Considering that the sale of natural gas to China is mainly used to repay the substantial loans that Ashgabat has obtained from Beijing so far, it is easy to understand the causes of the serious economic crisis that Turkmenistan is currently facing. Furthermore, the several efforts put in place by the President to increase the export routes available to the country are far from being rewarded: the TAPI pipeline, supposed to deliver natural gas to South Asia through Afghanistan, is officially under construction but the doubts about the feasibility of the pipeline still remain.
 
The option to deliver gas to Europe is increasingly under the spotlight but, despite the diplomatic efforts, many issues remain unresolved, such as the lack of an international agreement on the status of the Caspian Sea and Turkmenistan's opaque legal context.

Berdymukhammedov, during his first ten years in power, has successfully avoided changing in a democratic way the country’s political, economic, social and legislative context characterized by the complete closure towards the outside.

From an international point of view, during this decade the country has slipped into the Chinese orbit, putting an end, at least at the moment, to the “patron-client” relationship with Moscow after the Soviet Union’s dissolution, but failing completely to diversify its energy routes.
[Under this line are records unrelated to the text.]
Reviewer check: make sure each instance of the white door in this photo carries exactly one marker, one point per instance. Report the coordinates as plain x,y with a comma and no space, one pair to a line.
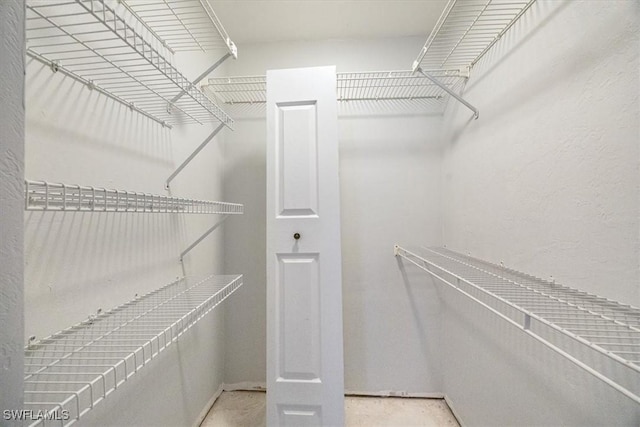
305,385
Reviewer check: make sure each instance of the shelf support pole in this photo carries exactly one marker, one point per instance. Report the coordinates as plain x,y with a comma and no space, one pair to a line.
194,154
442,86
200,77
201,238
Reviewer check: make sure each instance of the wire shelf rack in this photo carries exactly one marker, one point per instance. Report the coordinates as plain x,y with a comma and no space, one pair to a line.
46,196
68,373
183,25
89,41
466,30
354,86
599,335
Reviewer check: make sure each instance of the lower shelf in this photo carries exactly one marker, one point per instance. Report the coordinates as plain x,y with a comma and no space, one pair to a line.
598,335
70,372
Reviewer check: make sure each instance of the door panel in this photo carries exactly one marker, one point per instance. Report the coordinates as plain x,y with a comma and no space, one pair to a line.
305,385
298,317
297,159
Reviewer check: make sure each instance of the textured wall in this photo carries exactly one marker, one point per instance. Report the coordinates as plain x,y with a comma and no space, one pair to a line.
547,181
11,203
389,188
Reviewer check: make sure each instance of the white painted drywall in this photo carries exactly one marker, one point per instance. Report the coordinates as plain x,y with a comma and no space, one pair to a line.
12,18
79,262
547,181
390,192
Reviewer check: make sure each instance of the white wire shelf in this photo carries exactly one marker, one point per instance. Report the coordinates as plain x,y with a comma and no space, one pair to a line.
599,335
466,30
89,41
183,25
46,196
68,373
355,86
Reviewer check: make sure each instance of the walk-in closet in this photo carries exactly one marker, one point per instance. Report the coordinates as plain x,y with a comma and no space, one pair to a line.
320,213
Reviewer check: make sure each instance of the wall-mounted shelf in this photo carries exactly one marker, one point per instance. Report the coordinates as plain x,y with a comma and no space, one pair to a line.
596,334
88,40
358,86
45,196
68,373
466,30
183,25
In the coming February 2017 election, we can expect that Berdymukhammedov will obtain a new 7-year mandate, given the recent constitutional amendments. It is not clear, however, whether the economic crisis that is gripping the country will force him to change his management of at least the energy sphere – perhaps by focusing on the pursuit of less lavish and more concrete agreements. What is certain is that the citizens of Turkmenistan will unlikely be able to withstand another decade which promises to be along the same lines as that that began in December 2006.